Eine Schrift aus lauter Knoten: Die alten Inkas knüpften Botschaften in Schnüre aus Tierhaar, die sogenannten «Khipus». «Khipu» heisst wörtlich «Knoten», und ein «Khipu» sieht aus wie ein fächerförmiger Halsschmuck. Es besteht aus einer Hauptschnur, von der Dutzende von Nebenschnüren herabhängen, auf denen feine Knoten sitzen.

Bis heute wurden rund 800 «Khipus» gefunden, viele davon sind hervorragend erhalten. Die ältesten stammen von südamerikanischen Völkern des 7. Jh. n. Chr.; die meisten von den Inka, die vom 12. bis ins 16. Jh. ein Gebiet beherrschten, das von Equador über Peru und Bolivien bis nach Chile und Argentinien reichte.

Die Knoten waren keine Schrift für jedermann: Nur besonders ausgebildete Beamte waren in der Lage, sie zu knüpfen und zu lesen. «Khipus» waren denn auch eine Art Akten: 2016 wurde in Bolivien ein Lagerhaus aus dem 16. Jh. entdeckt, zusammen mit 29 Khipus, deren Knoten Zahlen bedeuten, die die gelagerte Menge an Erdnüssen, Chilis, Bohnen oder Mais festhielten. An einigen Stellen waren die Knoten aufgelöst, um bei Änderungen wieder neu geknüpft zu werden. Andere Khipus halten Steuern und geschuldete Arbeitsleistungen fest; ein ganz besonderes Khipu ist ein Kalender des Inkajahres 1532/33, mit 12 Mondmonaten plus einer Schnur mit 10 eingeschobenen Schalttagen.

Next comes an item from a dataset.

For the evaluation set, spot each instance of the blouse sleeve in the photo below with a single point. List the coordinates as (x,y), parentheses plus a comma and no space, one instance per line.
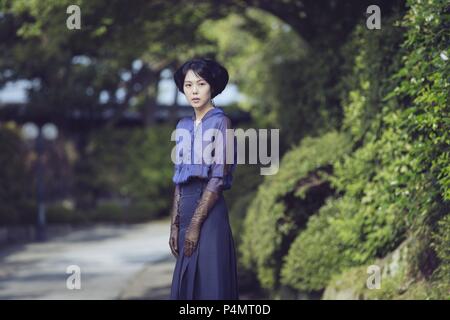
(221,168)
(215,185)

Noch aufwändigere Khipus dienten dem Schriftverkehr: Ihre unterschiedlich gezwirnten und gefärbten Schnüre mit noch komplexeren Knoten bilden eine Silbenschrift für Briefe und Erzählungen. Diese Schrift allerdings lässt sich, im Gegensatz zu den Zahlenknoten, bis heute nicht entziffern.

Klicken

Der Sound des Digitalzeitalters ist das Klicken der Maus, mit der wir uns vor 35 Jahren zuerst über den Bildschirm des Apple Macintosh bewegten und bis heute durchs World Wide Web. Und doch ist das Klicken uralt: Geklickt wird seit Jahrhunderten, und ursprünglich bedeutete das Wort «mit einem klickenden Laut brechen».

wer die süssen mandeln will geniessen, der muss die schälen klicken,

schrieb 1630 der Stadtschreiber von Speyer und Schriftsteller Christoph Lehmann. Folgerichtig wurden im 17. Jahrhundert nicht nur Nüsse und Eier zerklickt, sondern auch weniger Appetitliches wie Flöhe oder Läuse.

«Klicken», hält das Deutsche Wörterbuch der Gebrüder Grimm fest, «ist das Schwesterwort zu klacken, klecken». Das Prinzip dahinter nennt die Sprachwissenschaft onomatopoeia, auf Deutsch «Lautmalerei» – «klicken» ahmt dabei einen hellen Laut nach, «klacken» einen dunkleren, ähnlich wie bei «klipp» und «klapp», «schnipp» und «schnapp». Solche Klangwörter sind womöglich die sprachgeschichtlich ursprünglichsten überhaupt – Lautmalerei ist denn auch ein wichtiger Teil der Kindersprache und hat sich in neuerer Zeit stark in Comics verbreitet, in der Pop Art und in Chats.

«Klicken» für das Geräusch der Computermaus brauchte seine Zeit: Als in den 80er-Jahren die ersten Computermäuse auftauchten, sprachen Fachleute noch von «tippen» oder «drücken». Doch bald erwies sich «klicken» als so sinnfällig, dass wir heute selbst da noch klicken, wo gar kein Klick mehr zu hören ist: auf dem Handybildschirm.